E analisi precise alimentano dibattiti seri. Perché non è serio, a mio avviso, ogni anno ripartire con ‘dobbiamo cambiare il modello’ o ‘dobbiamo rifare tutto’. Lo scorso anno erano le alghe e la fuga in Albania. Quest’anno il problema sono i prezzi. Troppo alti?  Ma se fino a poco  fa dicevamo e speravamo nell’arrivo di turisti più alto spendenti per poter qualificare l’offerta Ricordiamo tutte le lamentele e le macumbe contro il turismo del cartoccio, i saccopelisti, il carnaio scarso spendente. 
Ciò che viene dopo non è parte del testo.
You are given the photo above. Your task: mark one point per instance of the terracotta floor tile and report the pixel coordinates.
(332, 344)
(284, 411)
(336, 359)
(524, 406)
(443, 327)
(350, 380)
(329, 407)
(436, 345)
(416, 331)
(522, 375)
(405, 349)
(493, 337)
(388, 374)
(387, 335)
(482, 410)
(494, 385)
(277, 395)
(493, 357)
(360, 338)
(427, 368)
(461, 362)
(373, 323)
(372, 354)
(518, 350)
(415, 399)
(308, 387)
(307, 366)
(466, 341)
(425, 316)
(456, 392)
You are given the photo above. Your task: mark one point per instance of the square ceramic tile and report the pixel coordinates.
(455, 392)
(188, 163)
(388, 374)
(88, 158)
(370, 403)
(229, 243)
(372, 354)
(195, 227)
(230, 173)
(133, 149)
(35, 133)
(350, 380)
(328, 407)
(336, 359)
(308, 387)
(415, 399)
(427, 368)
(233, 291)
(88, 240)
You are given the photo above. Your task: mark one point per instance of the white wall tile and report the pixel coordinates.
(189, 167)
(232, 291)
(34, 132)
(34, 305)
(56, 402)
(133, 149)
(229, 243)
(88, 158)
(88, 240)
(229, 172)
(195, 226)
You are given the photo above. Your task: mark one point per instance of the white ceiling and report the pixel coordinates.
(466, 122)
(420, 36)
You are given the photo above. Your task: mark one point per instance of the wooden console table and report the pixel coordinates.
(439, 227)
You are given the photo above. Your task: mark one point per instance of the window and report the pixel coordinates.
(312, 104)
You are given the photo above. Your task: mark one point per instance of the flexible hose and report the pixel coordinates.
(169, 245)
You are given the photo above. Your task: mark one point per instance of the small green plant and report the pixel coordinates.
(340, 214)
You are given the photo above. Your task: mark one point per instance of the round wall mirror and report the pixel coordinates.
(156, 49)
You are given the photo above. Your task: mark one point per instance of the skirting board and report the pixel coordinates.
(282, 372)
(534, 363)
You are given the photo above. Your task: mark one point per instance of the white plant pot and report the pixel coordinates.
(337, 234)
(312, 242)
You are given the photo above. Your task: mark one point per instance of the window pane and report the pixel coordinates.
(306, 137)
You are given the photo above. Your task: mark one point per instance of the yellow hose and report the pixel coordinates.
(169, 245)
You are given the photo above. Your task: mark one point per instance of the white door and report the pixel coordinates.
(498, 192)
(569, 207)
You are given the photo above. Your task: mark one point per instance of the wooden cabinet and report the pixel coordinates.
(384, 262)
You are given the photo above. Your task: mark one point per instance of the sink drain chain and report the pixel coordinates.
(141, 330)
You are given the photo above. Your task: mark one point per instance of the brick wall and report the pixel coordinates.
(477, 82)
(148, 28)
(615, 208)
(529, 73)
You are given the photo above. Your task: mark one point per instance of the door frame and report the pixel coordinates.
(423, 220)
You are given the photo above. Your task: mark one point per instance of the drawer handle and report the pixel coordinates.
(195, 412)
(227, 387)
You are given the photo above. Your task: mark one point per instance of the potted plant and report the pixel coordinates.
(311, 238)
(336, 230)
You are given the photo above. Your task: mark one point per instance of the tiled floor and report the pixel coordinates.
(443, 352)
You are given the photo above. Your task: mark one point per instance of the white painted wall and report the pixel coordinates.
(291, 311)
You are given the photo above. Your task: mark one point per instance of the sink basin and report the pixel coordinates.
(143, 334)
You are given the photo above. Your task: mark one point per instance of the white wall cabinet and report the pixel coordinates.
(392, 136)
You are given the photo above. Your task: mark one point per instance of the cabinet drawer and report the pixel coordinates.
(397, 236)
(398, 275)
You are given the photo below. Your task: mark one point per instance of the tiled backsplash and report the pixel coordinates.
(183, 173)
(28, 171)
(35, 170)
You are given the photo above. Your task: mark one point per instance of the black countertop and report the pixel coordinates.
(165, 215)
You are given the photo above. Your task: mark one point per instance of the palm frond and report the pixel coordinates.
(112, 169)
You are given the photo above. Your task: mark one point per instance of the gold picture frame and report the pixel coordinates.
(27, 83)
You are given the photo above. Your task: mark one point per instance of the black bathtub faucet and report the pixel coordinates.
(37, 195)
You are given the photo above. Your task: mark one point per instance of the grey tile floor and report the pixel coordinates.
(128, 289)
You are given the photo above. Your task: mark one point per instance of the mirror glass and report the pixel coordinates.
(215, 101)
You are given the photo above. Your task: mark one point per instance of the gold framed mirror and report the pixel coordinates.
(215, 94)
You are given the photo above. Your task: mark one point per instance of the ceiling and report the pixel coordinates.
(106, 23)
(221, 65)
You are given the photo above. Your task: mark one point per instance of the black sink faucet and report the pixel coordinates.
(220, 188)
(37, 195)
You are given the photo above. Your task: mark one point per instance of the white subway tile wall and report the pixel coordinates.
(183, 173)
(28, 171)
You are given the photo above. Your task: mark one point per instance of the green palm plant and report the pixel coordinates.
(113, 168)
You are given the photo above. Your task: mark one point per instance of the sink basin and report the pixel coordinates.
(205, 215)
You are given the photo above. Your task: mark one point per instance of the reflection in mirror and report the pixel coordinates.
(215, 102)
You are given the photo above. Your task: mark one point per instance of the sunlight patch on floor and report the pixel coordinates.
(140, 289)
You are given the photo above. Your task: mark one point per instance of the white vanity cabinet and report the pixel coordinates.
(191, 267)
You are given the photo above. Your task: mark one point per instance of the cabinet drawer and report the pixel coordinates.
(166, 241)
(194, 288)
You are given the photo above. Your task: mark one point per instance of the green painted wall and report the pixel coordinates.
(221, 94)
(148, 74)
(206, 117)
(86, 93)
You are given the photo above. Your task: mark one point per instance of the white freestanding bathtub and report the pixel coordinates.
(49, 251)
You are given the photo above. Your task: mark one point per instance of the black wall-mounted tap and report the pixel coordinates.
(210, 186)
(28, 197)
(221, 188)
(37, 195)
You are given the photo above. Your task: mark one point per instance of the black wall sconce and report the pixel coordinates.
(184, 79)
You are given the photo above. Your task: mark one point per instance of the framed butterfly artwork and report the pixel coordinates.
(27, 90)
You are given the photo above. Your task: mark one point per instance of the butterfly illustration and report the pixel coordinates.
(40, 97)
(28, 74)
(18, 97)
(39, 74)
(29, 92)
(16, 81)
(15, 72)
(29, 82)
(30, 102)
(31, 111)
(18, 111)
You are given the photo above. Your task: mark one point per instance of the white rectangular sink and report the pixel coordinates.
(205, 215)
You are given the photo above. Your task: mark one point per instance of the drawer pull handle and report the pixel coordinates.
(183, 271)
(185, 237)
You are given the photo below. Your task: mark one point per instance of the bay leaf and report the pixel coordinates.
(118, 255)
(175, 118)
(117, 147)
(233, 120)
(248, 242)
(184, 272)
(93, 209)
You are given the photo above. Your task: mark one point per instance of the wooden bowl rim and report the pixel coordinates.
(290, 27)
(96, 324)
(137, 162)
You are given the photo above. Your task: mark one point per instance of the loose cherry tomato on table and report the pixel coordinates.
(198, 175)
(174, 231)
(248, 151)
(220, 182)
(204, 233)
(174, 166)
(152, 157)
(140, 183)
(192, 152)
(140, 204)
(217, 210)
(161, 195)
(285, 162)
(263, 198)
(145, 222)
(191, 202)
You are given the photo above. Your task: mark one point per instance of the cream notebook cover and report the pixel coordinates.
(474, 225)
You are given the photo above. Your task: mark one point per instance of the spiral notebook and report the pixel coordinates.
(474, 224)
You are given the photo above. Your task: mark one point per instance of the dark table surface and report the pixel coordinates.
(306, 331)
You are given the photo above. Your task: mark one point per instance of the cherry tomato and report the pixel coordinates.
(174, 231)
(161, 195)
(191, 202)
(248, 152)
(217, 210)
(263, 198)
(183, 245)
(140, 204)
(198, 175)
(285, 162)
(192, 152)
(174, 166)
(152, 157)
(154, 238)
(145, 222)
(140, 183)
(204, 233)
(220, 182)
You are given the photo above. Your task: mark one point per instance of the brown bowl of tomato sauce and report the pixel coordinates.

Oggi, dopo 30 anni e centinaia di milioni di euro investiti nelle strutture della destagionalizzazione, nella connessione tra costa ed entroterra, in un turismo meno caotico e concentrato solo nei tre mesi estivi, siamo qui ad affermare l’esatto contrario? Ma che serietà di analisi è questa? Sino all’altro ieri ci siamo detti che bisognava riportare gli stranieri e quest’anno dietrofront, via gli stranieri e bisogna catturare gli italiani?  Non è meglio affermare una volta per tutte che la vacanza riminese è la vera vacanza per tutti, quella imbattibile per il rapporto qualità/prezzo, la vacanza per quel che resta della classe media italiana, proprio quella che fatica a permettersela, e se noi pensassimo di abbandonarla daremmo davvero un cattivo esempio per i nostri valori? 
  
Ora come non mai Rimini è la che accoglie senza discriminare, che apre le braccia e per questo rimane in vetta tra le località turistiche del Paese. Orgogliosa e abituata a organizzare e gestire altissimi flussi di visitatori, là dove altri concorrenti non sanno neanche dove iniziare. E visto che tutte queste strutture non resisteranno nel tempo, gli investimenti in infrastrutture come Trc, aeroporto e parcheggi sono sempre più strategici. Non abbiamo bisogno di statistiche datate, ma di appeal e attrattiva economica, attività capaci di remunerare (bene) il lavoro e investire nella riqualificazione. Perché chi non investe resta fuori dal mercato. 
  
Ultima considerazione: le casse pubbliche, quelle dei Comuni in particolare, non sono più in grado di sostenere spese folli a favore del turismo e non devono mirare a chiedere contributi solo per creare eventi. In Riviera come nelle aree interne. 
  
Serve altro, servono ragionamenti d’insieme e investimenti infrastrutturali per creare l’attrattiva e le condizioni per far pernottare più giorni i turisti anche lontano dalle strutture della costa. Bisogna andare oltre al concetto di escursionismo puro e semplice, che va comunque rilanciato con modelli come era un tempo Collinea, il sistema di corse di servizio pubblico quotidiane dalla costa agli entroterra. Bisogna esplorare nuove rotte, che a Santarcangelo stiamo ricercando nell’ampliamento della ricettività al di fuori del centro storico, nelle aree agricole, con nuovi modelli come glamping, agricampeggi e una rete di agriturismi. 
  
Chi dice che un modello è finito non solo dice una banalità peraltro reiterata (lo hanno detto in 30 anni per le mucillagini, per la crisi della notte e delle discoteche, per la crisi economica, per la concorrenza dell’Albania o della Grecia o della Spagna o del Nordafrica) ma non sposta di un millimetro l’utilità del dibattito. Di certo l'offerta va arricchita integrando veramente la costa in un sistema territoriale  in Romagna ricchissimo. Altroché analisi fondate su numeri statistici che non si sa mai bene se sono corretti o distorti.